First it was the woman, his girlfriend of a year and a half, who gave him the heave-ho. Then his truck broke down.
Then somebody shot him in the head.
That was eight months ago. Ask him about it now, and he'll take a swig of his beer and say, "Shit happens."
Indeed it does, but the particular piece of shit that we'll be reviewing today is that last incident, and our tour guide into the world of random violence will be the victim himself, Bob, who actually has a lot more to say on the experience than just "Shit happens." But this is not a story of incredible, made-for-TV-movie tragedy; there are no wheelchairs or paralysis or tear-jerking nights of dream-filled horror involved.
Bob got off a lot easier than many. Other than a scar curving across the left side of his forehead that looks like it was made with a broken protractor, Bob carries little baggage from the night of October 4, 1995. Mentally and physically, he's pretty much worked things out.
"I'm a lot more aware than I used to be. The old attitude of bravado, 'Who's gonna shoot me?' is long gone," he admits. And in his 39 years, Kenosha, Wisconsin-born Bob has become a qualified owner/operator of bravado.
Just look at him: head shaved, goatee, dark tattoos of the Grim Reaper and a huge-breasted maiden dripping down one arm, a bald eagle on the other. Bob says he did 15 months in Vietnam "blowing things up" and was on one of the last helicopters out of Saigon in April 1975. He used to ride with the Wheelers, a bike club out of Lake County, Illinois, in the early '80s. These days Bob cares for quadriplegics--something he's been doing for five years--works part-time in a Valley pawnshop and is a longtime gun enthusiast.
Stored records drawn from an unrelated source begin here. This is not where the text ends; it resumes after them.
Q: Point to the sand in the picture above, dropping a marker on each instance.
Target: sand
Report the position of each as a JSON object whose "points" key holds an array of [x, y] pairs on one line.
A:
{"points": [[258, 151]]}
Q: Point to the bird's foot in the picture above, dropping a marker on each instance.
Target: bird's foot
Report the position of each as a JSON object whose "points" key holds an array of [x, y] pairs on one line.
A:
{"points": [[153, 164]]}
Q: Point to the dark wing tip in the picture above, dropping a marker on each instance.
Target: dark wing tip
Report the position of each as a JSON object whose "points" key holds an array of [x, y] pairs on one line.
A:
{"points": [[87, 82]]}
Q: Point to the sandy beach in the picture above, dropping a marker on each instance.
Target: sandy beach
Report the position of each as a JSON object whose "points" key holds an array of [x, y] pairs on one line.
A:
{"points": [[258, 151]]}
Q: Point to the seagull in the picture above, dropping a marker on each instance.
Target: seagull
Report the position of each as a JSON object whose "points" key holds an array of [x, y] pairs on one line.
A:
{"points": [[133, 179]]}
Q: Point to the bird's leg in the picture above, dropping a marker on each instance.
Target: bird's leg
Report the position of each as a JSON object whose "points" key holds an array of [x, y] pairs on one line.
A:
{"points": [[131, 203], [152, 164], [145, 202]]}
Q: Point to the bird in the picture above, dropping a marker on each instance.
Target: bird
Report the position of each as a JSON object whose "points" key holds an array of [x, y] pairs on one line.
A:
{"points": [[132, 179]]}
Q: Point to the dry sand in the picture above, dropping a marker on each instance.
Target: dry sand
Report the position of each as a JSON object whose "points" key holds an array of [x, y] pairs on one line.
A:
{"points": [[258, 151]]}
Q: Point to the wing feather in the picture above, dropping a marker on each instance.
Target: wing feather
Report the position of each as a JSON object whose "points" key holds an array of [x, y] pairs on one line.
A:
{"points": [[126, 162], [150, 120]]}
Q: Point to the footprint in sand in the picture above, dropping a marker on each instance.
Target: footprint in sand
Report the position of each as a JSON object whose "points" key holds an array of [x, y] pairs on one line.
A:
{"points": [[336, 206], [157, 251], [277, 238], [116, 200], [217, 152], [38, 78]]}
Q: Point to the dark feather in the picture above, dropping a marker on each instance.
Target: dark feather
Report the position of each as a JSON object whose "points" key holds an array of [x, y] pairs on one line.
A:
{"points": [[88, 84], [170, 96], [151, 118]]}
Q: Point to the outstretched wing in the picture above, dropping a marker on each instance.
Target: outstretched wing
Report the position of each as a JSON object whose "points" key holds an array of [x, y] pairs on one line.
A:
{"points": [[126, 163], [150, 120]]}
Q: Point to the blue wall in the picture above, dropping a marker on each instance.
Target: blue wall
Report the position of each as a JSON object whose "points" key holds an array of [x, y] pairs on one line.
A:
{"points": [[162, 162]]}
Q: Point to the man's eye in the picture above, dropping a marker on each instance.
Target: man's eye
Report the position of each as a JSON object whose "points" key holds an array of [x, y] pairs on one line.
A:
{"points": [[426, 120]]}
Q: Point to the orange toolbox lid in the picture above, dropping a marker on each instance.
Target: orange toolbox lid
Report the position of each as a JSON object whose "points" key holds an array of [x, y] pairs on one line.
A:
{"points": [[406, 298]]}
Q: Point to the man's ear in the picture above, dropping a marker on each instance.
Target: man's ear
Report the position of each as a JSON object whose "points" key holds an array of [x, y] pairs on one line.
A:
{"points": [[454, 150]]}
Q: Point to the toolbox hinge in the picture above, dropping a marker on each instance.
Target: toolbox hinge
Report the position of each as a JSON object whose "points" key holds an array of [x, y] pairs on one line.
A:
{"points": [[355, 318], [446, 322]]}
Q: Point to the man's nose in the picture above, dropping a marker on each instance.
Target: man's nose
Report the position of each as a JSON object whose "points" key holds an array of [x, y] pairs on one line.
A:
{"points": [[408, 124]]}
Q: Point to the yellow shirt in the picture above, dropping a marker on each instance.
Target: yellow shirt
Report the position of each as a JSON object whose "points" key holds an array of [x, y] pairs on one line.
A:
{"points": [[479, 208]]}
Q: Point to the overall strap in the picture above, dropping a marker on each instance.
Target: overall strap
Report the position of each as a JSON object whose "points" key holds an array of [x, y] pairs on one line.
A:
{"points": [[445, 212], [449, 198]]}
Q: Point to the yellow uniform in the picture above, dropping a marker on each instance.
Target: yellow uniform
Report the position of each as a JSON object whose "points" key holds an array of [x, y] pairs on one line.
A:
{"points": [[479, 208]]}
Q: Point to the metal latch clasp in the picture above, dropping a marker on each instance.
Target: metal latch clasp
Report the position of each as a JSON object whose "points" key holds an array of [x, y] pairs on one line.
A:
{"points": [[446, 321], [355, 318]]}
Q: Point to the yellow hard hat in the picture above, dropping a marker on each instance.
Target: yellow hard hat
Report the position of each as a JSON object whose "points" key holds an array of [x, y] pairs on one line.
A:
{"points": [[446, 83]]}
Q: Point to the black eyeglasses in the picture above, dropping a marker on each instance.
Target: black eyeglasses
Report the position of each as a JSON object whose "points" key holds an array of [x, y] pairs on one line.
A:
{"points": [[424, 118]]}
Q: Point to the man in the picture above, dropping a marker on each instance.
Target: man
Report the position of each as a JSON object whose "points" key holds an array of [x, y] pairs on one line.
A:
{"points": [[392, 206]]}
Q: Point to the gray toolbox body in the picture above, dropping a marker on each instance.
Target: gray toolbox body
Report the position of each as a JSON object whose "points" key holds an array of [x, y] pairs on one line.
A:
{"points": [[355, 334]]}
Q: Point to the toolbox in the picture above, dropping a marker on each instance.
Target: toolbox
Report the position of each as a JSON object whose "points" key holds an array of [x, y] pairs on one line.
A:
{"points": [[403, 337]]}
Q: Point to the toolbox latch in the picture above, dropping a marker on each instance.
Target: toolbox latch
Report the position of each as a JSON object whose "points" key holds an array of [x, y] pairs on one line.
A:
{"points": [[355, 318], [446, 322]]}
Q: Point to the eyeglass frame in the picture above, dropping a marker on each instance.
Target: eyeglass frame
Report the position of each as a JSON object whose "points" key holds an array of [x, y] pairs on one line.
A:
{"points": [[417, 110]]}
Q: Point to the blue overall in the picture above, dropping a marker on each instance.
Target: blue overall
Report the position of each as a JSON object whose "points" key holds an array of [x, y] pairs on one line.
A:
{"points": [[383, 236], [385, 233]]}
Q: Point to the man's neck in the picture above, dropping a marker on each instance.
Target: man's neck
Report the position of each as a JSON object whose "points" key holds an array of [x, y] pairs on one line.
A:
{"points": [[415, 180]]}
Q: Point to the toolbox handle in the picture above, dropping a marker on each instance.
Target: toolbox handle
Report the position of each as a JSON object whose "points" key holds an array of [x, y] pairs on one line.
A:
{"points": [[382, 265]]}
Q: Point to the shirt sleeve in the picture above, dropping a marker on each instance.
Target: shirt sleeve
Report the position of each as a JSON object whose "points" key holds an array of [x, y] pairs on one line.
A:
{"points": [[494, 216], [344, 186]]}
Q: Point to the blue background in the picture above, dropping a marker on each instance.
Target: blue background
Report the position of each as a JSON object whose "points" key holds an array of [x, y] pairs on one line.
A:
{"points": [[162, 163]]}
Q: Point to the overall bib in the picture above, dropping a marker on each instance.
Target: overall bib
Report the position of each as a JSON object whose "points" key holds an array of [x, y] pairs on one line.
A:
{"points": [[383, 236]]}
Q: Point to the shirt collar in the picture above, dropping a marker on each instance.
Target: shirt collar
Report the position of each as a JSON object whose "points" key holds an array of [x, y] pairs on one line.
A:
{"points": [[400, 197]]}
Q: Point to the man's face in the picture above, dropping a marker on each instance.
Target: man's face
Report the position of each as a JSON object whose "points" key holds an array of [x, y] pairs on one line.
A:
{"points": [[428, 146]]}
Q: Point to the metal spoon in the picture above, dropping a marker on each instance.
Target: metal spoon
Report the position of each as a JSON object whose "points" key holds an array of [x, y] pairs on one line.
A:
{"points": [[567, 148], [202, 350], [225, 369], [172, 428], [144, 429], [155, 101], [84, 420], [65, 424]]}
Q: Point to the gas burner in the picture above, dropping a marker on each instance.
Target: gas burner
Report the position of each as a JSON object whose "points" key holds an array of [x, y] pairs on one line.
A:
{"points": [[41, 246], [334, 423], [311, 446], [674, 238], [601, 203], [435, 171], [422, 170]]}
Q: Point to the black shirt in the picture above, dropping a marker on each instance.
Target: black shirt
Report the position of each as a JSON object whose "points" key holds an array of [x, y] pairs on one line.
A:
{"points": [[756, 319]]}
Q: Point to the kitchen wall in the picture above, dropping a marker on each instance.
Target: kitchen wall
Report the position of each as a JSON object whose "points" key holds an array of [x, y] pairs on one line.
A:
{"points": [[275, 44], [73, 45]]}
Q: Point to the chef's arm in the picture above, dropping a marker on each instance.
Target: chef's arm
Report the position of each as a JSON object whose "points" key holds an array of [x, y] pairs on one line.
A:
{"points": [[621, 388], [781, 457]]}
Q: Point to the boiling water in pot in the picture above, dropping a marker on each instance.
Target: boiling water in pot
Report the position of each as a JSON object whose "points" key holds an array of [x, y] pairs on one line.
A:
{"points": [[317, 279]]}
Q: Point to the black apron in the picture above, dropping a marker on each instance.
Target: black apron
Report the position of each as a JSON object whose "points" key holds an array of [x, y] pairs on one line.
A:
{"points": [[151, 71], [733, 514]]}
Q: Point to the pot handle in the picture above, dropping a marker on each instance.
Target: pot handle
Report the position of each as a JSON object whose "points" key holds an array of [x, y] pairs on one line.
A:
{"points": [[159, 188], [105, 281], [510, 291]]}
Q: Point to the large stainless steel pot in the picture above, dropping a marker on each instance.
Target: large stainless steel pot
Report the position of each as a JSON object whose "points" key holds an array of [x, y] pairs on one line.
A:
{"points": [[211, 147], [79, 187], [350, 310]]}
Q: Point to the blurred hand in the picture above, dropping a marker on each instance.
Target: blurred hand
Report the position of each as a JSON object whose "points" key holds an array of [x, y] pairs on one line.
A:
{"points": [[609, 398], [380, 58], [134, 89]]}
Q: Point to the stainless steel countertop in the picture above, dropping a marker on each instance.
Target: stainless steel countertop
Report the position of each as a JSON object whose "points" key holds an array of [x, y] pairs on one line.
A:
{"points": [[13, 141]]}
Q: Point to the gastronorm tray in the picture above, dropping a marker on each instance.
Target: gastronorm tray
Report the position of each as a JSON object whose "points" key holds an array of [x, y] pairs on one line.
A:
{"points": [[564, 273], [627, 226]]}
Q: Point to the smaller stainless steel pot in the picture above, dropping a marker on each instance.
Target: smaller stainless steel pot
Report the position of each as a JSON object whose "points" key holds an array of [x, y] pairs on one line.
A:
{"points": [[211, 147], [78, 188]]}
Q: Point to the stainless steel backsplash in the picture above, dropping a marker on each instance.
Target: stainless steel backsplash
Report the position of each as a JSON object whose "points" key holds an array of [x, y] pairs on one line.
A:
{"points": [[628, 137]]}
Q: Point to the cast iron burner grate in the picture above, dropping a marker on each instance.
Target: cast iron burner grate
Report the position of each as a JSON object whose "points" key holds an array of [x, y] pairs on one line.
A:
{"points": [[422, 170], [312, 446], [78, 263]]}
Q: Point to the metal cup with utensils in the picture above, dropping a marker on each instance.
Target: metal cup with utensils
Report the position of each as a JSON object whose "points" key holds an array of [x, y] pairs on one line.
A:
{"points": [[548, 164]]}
But Bob's tale of survival at the Texaco Star Mart at 48th Street and Broadway has a lot more to do with luck than bravado. Actually, shit didn't happen that night last October. "An angel on my shoulder" kept the list of 439 Phoenix homicides free of the name of Bob.
"I was delivering tropical fish to Page. You pick up the fish at three in the morning, you drive four blocks to the gas station, you gas up your vehicle and you head out," explains Bob. "I had everything. Cichlids, angelfish, anything you can think of--$1,600 worth of tropical fish. This was my eighth trip, same gas station, same time of night.
"I had like five bucks in my pocket so I could buy a pack of cigarettes and have $2.50 for lunch. I had a gas card from the company to fill up the truck with. So at 3:30 I go to the gas station, gas up the truck, pay for it with the credit card, put the card back in my wallet, walk back to the truck, get in. Started the truck, went to buckle in, and as I'm looking down to plug the buckle in, I hear this voice right next to my face saying, 'Got a dollar?'
"As I turned to look at him, I said, 'No, sure don't,' and it's a black kid, and he's looking at the ground. So I look out the window and down. I notice something next to him and look off to the left, and I'm looking down the barrel of a .22 pistol. A Ruger Mark II four-inch-barrel .22 long rifle.
"It was one Mexican kid that held the gun, and one black kid that asked me for a dollar. They were, tops, 15, and I bet the black kid wasn't even that old. And the black kid couldn't even look at me. Which is why I thought it was a gang initiation at first, and all I could think of was they were initiating the black kid.
"I looked at the Mexican kid dead in the eye, and he just smiled. And his smile never touched his eyes. He had lizard eyes. I mean stone-cold, Mafia pop-you-in-the-back-of-the-head-'scuse me-nothing-personal eyes. And I saw the gun, and I thought, 'Oh, shit, a robbery.'
"And I looked at that smile, and I thought, 'I'm a dead man.'"
What would you do?
A difficult question for anyone to answer if he wasn't behind the wheel of the fish truck. This is what the officer who answered the phone at the Phoenix Police Information Desk advised me.
"I can't give you a textbook answer for that. You're going to have to do what you've gotta do. . . . If you're in the car, and someone confronts you, and you think you can get away, yeah, punch it. Just don't run over five people."